In early 2007, Gabe decided to fulfill his original dream and open a Brooklyn Circus of his own in the Bay Area. That way, he and Ouigi would each own a store and be equal partners in the business. A 600-square-foot spot—slightly smaller than the shop in Brooklyn—opened up next door to Harputs, Gabe’s favorite sneaker shop, and he pounced, in order to trade on some of the time-honored retailer’s cred. The Brooklyn Circus opened July 4, 2008.
Despite setting up a pop-up shop inside Harputs during the buildout, as well as aggressive sticker campaigning, business was off to a crawl. “The street wasn’t known for shopping,” Gabe says. “The only shop there was Harputs.” It probably didn’t help that he had opened right before the recession.
But special events, like a happy hour combined with a private shopping night, helped build up business. Three years in, he’s finally seeing consistent sales.
The retail operation continues to grow. The Brooklyn shop moved a few doors down in 2008, and the former Brooklyn Circus became the duo’s office and studio—and now, a vintage boutique. They’re also looking to open stores in other cities, possibly in Atlanta and Austin, and very likely in Tokyo.
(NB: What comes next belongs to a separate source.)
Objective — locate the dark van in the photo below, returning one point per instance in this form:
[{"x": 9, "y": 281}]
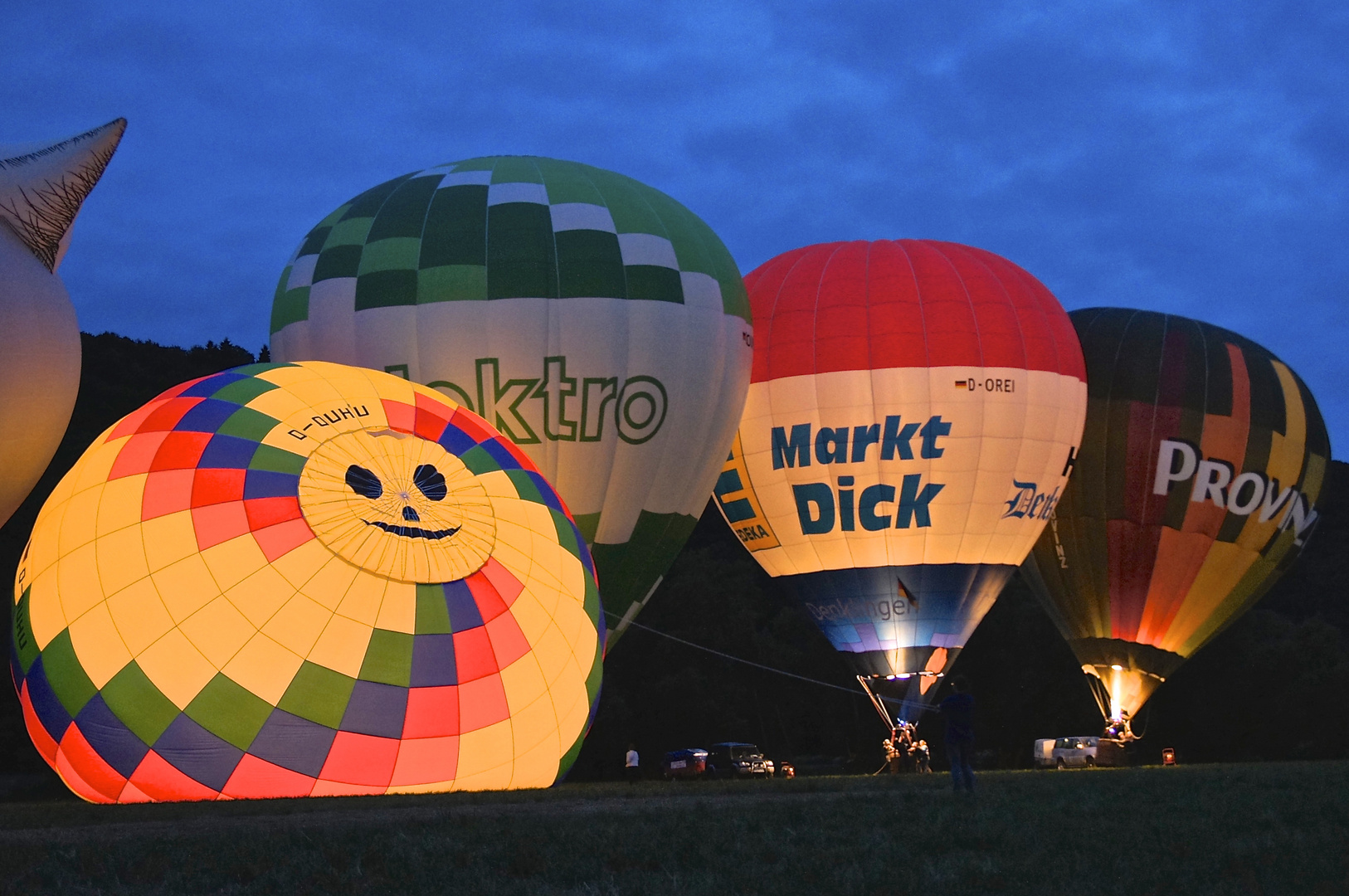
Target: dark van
[{"x": 735, "y": 760}]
The clothes have already found their way to Chicago, Sweden, and Japan, and through the store’s online shop, which debuted in 2009, even more places.
The success of those efforts has led Ouigi and Gabe to wholesale more aggressively. This year, they debuted a collection of sweaters, hats, and varsity jackets at Project, a contemporary-fashion trade show in New York and Las Vegas. But they are proceeding warily. “We don’t want the wholesale aspect to go so fast that the retail is affected,” Ouigi says. “We want them to parallel each other.”
All of this would be small potatoes compared with what might be on the horizon. Several big-name companies and a few celebrities have offered to invest in the company and grow it much faster. But the two entrepreneurs, who built a brand on attention to detail—and financed everything from their savings—have been hesitant to relinquish control, which these companies all have demanded. “We’re honored and flattered to be at the table five years into the business,” Ouigi says. “But if they want you now, imagine what they’ll do for you three years from now.”